Anthropic Sets 2027 Goal for Understanding AI's Inner Workings
Anthropic CEO Dario Amodei is pushing for greater transparency in AI. In a recent essay, he highlighted the limited understanding of how leading AI models function internally. He set an ambitious goal for Anthropic: to reliably detect most AI model problems by 2027.
The Urgency of Understanding AI
Amodei stressed the importance of this research in his essay, "The Urgency of Interpretability." While Anthropic has made initial progress in tracing AI decision-making, he acknowledges the need for significant further research, especially as AI models become more powerful.
I am very concerned about deploying such systems without a better handle on interpretability. These systems will be central to the economy, technology, and national security. Their potential autonomy makes it unacceptable for humanity to be ignorant of how they work.
This lack of understanding is a widespread issue. Even with performance improvements, like those seen in OpenAI's new reasoning models, unexpected behaviors like increased "hallucinations" arise, and the reasons remain unknown.
Amodei points out that even simple tasks, like summarizing a document, lack clear explanations for the AI's specific word choices or occasional errors.
Growing AI, Not Building It
Anthropic co-founder Chris Olah describes AI models as being "grown more than they are built." Researchers have found ways to enhance AI intelligence, but the underlying reasons for these improvements remain unclear.
Amodei warns of the dangers of reaching Artificial General Intelligence (AGI) without understanding how these models operate. He previously predicted AGI could arrive by 2026 or 2027, but believes comprehending AI's inner workings is still far off.
"Brain Scans" for AI
Anthropic's long-term vision involves conducting "brain scans" or "MRIs" of advanced AI models. These analyses would identify potential issues like tendencies to lie, seek power, or other vulnerabilities. While this could take 5-10 years, Amodei believes it's essential for safely testing and deploying future AI models.
Early Breakthroughs and Investments
Anthropic has achieved some breakthroughs in understanding AI. They've developed methods to trace an AI model's thinking pathways through what they call "circuits." While they've only identified a few, they estimate millions exist within AI models.

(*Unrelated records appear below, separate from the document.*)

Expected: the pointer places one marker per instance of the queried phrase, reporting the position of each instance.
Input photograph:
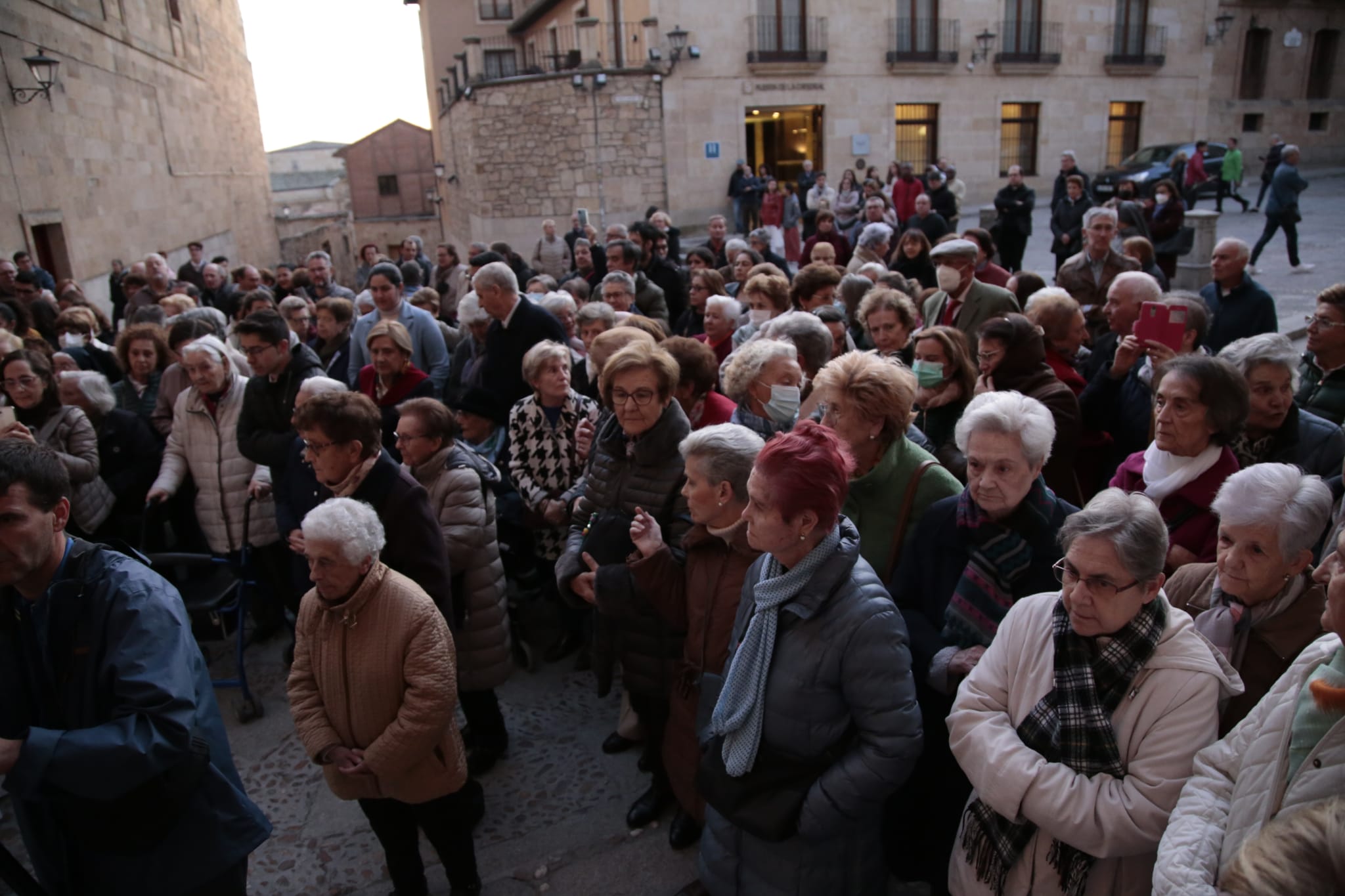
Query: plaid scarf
(1071, 726)
(1000, 557)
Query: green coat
(876, 498)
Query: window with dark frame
(1122, 131)
(1019, 125)
(1323, 66)
(1255, 60)
(917, 133)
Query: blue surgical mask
(929, 373)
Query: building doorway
(780, 137)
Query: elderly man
(319, 265)
(430, 352)
(1088, 274)
(518, 327)
(1238, 304)
(552, 254)
(962, 300)
(872, 247)
(1282, 210)
(625, 255)
(1015, 203)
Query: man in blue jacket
(110, 739)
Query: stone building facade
(151, 137)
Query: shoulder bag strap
(908, 503)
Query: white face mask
(948, 278)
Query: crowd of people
(904, 562)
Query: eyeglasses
(1098, 587)
(639, 396)
(1323, 323)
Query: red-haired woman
(820, 683)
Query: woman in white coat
(1287, 754)
(1079, 723)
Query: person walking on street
(1282, 210)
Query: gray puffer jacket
(649, 475)
(459, 482)
(839, 657)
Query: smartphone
(1162, 324)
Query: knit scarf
(1071, 726)
(1000, 558)
(741, 708)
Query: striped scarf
(1000, 557)
(1070, 726)
(741, 708)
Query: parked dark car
(1151, 164)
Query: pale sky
(334, 70)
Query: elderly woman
(634, 467)
(373, 694)
(971, 558)
(868, 403)
(143, 354)
(813, 625)
(459, 482)
(698, 595)
(1200, 405)
(1079, 723)
(1012, 355)
(944, 383)
(548, 472)
(1283, 759)
(390, 378)
(30, 387)
(764, 296)
(889, 319)
(1277, 429)
(204, 442)
(1258, 602)
(721, 323)
(764, 379)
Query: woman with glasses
(634, 467)
(1323, 372)
(973, 557)
(1079, 723)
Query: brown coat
(377, 673)
(699, 598)
(1273, 645)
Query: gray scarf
(741, 708)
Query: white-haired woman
(764, 379)
(1079, 723)
(205, 444)
(1277, 429)
(1258, 602)
(373, 692)
(971, 558)
(699, 594)
(546, 471)
(1282, 762)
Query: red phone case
(1162, 324)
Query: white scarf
(1166, 473)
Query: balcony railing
(1138, 46)
(787, 39)
(923, 41)
(1026, 42)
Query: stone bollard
(1193, 268)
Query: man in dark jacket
(112, 746)
(518, 327)
(1015, 226)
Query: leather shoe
(684, 830)
(649, 806)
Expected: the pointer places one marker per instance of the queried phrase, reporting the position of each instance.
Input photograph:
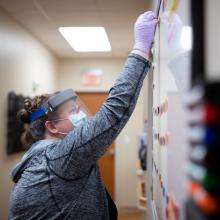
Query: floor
(131, 215)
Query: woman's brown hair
(35, 131)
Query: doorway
(94, 101)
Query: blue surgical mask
(77, 118)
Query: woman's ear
(50, 127)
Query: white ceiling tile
(43, 17)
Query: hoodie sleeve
(74, 156)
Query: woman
(58, 178)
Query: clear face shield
(79, 112)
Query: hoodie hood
(35, 149)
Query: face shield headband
(53, 103)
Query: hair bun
(28, 104)
(23, 116)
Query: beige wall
(22, 60)
(126, 153)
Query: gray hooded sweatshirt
(60, 179)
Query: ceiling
(43, 17)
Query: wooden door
(93, 102)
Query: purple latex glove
(144, 30)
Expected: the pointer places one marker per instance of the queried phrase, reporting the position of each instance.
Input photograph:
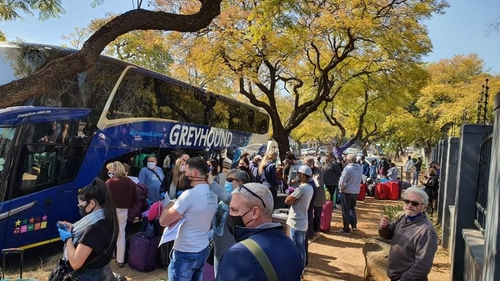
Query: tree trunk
(280, 135)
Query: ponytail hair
(98, 192)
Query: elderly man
(261, 246)
(349, 185)
(414, 240)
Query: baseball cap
(306, 170)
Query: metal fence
(482, 182)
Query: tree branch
(61, 68)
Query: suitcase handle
(5, 252)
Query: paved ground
(331, 256)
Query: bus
(57, 142)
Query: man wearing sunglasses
(414, 239)
(262, 244)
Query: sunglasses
(251, 192)
(413, 203)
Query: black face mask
(233, 221)
(83, 212)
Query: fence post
(471, 137)
(448, 189)
(442, 179)
(491, 268)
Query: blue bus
(57, 142)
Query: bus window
(144, 96)
(6, 136)
(89, 89)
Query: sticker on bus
(31, 224)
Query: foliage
(147, 48)
(306, 52)
(392, 211)
(46, 9)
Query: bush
(392, 211)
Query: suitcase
(143, 253)
(362, 192)
(5, 252)
(381, 191)
(326, 217)
(393, 190)
(208, 273)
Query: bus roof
(29, 114)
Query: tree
(147, 48)
(307, 50)
(137, 19)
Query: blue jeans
(299, 239)
(348, 202)
(187, 266)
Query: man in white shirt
(297, 216)
(198, 206)
(408, 166)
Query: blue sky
(464, 29)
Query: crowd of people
(230, 214)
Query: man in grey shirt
(297, 216)
(349, 185)
(293, 181)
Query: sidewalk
(335, 256)
(332, 256)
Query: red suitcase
(362, 192)
(326, 217)
(381, 191)
(393, 191)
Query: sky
(465, 28)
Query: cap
(306, 170)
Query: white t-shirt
(297, 216)
(198, 205)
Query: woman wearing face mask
(174, 181)
(152, 177)
(244, 165)
(124, 194)
(223, 238)
(89, 242)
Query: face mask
(82, 210)
(233, 221)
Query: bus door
(38, 190)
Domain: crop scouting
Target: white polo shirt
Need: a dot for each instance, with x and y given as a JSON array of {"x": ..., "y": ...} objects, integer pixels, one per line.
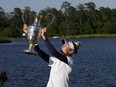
[{"x": 59, "y": 74}]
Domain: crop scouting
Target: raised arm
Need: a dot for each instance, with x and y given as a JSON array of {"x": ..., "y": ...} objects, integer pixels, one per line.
[
  {"x": 42, "y": 54},
  {"x": 52, "y": 50}
]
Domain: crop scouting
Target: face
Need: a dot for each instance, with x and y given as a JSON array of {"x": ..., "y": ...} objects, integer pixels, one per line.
[{"x": 65, "y": 49}]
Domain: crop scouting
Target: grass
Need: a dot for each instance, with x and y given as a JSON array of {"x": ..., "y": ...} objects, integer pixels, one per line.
[{"x": 5, "y": 40}]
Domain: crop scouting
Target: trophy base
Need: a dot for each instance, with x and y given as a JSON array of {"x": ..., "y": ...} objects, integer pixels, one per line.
[{"x": 29, "y": 52}]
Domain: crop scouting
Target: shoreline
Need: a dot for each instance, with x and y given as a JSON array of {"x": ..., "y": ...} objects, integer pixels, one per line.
[
  {"x": 93, "y": 36},
  {"x": 5, "y": 40}
]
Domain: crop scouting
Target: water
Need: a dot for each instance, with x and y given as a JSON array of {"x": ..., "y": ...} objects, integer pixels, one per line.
[{"x": 94, "y": 66}]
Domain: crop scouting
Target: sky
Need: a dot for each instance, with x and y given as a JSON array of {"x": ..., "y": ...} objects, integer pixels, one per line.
[{"x": 37, "y": 5}]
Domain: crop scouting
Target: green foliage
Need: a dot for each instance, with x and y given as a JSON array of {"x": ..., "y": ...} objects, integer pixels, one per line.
[{"x": 69, "y": 21}]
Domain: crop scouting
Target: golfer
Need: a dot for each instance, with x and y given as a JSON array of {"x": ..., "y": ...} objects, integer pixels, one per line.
[{"x": 60, "y": 62}]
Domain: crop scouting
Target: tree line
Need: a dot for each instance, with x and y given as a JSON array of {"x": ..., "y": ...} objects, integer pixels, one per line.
[{"x": 69, "y": 20}]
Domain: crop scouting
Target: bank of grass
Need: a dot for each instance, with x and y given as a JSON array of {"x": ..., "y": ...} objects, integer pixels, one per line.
[
  {"x": 93, "y": 36},
  {"x": 5, "y": 40}
]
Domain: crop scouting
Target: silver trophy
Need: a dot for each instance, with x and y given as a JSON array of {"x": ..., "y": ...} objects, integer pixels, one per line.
[{"x": 33, "y": 33}]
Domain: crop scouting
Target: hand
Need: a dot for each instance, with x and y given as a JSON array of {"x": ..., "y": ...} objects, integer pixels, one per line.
[
  {"x": 25, "y": 28},
  {"x": 43, "y": 31}
]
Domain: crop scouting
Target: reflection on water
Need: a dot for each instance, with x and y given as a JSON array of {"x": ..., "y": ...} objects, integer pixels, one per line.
[{"x": 94, "y": 66}]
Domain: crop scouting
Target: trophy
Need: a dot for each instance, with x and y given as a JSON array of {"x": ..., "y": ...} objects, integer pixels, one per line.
[{"x": 33, "y": 32}]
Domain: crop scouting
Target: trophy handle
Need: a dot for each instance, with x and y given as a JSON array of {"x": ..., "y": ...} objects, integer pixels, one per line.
[
  {"x": 23, "y": 16},
  {"x": 53, "y": 18}
]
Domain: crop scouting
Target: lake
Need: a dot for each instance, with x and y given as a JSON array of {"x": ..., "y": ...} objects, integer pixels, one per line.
[{"x": 94, "y": 66}]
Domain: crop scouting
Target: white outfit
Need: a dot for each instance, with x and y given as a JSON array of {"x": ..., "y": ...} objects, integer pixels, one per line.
[{"x": 59, "y": 74}]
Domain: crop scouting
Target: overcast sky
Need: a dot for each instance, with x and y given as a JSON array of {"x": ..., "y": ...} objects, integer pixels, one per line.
[{"x": 37, "y": 5}]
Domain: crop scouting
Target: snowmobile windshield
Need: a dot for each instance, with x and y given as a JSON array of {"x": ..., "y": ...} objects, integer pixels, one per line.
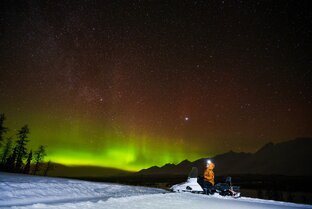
[{"x": 193, "y": 173}]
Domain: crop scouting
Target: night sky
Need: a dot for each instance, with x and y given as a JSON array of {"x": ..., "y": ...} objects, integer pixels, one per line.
[{"x": 132, "y": 84}]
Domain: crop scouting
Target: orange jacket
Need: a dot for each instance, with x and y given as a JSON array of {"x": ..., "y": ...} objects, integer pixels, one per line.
[{"x": 209, "y": 175}]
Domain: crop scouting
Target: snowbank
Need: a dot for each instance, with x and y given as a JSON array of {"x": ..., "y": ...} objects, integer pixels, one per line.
[{"x": 26, "y": 192}]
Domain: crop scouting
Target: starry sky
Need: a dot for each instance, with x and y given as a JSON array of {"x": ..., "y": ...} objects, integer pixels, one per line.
[{"x": 132, "y": 84}]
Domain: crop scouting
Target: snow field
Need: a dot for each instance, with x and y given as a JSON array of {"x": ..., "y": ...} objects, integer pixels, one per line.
[{"x": 30, "y": 192}]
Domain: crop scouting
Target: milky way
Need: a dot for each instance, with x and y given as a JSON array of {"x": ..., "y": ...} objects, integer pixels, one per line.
[{"x": 131, "y": 85}]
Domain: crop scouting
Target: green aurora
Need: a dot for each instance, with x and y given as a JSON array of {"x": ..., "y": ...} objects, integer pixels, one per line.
[{"x": 77, "y": 143}]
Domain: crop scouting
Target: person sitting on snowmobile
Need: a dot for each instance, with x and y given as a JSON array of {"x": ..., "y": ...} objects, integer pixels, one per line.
[{"x": 209, "y": 178}]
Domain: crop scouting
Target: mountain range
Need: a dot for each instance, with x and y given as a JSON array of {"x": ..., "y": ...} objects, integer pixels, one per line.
[{"x": 290, "y": 158}]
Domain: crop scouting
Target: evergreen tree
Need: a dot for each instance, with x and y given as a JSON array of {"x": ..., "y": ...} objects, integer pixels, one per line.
[
  {"x": 21, "y": 147},
  {"x": 39, "y": 155},
  {"x": 29, "y": 159},
  {"x": 6, "y": 151},
  {"x": 10, "y": 162},
  {"x": 48, "y": 168},
  {"x": 3, "y": 129}
]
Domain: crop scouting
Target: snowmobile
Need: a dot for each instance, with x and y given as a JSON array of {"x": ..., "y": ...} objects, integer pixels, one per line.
[
  {"x": 191, "y": 185},
  {"x": 196, "y": 185}
]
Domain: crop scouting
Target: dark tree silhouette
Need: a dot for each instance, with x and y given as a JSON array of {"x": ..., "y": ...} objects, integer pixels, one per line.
[
  {"x": 3, "y": 129},
  {"x": 27, "y": 166},
  {"x": 21, "y": 147},
  {"x": 39, "y": 155},
  {"x": 48, "y": 168},
  {"x": 10, "y": 162},
  {"x": 6, "y": 151}
]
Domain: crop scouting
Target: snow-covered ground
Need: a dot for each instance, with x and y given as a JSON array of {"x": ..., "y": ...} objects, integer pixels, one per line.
[{"x": 20, "y": 191}]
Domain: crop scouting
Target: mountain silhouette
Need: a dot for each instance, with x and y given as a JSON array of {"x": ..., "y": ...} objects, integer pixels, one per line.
[{"x": 290, "y": 158}]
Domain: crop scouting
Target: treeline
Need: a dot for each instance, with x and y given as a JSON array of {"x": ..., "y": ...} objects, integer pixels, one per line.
[{"x": 14, "y": 155}]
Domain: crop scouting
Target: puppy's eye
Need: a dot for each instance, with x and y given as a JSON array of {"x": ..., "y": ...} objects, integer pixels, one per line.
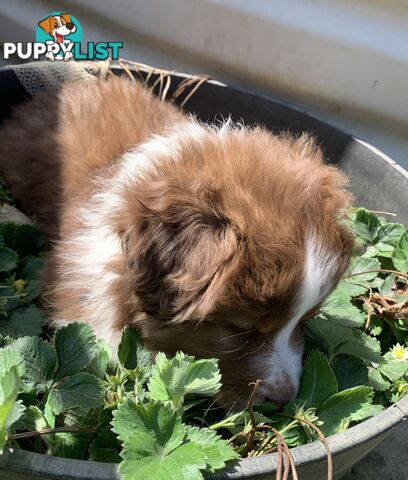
[{"x": 311, "y": 313}]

The company is actively investing in interpretability research, including its first investment in a startup focused on this area. While currently viewed as a safety measure, Amodei believes explaining AI's reasoning could offer future commercial advantages.
A Call for Collaboration and Regulation
Amodei urges OpenAI and Google DeepMind to increase their research efforts in interpretability. He also advocates for "light-touch" government regulations to encourage this research, such as requiring companies to disclose safety and security practices. He further suggests export controls on chips to China to mitigate an uncontrolled global AI race.
Anthropic's consistent focus on AI safety sets it apart. Their support for California's AI safety bill, SB 1047, further demonstrates their commitment to responsible AI development.
Anthropic is championing an industry-wide effort to prioritize understanding AI models, not just increasing their capabilities.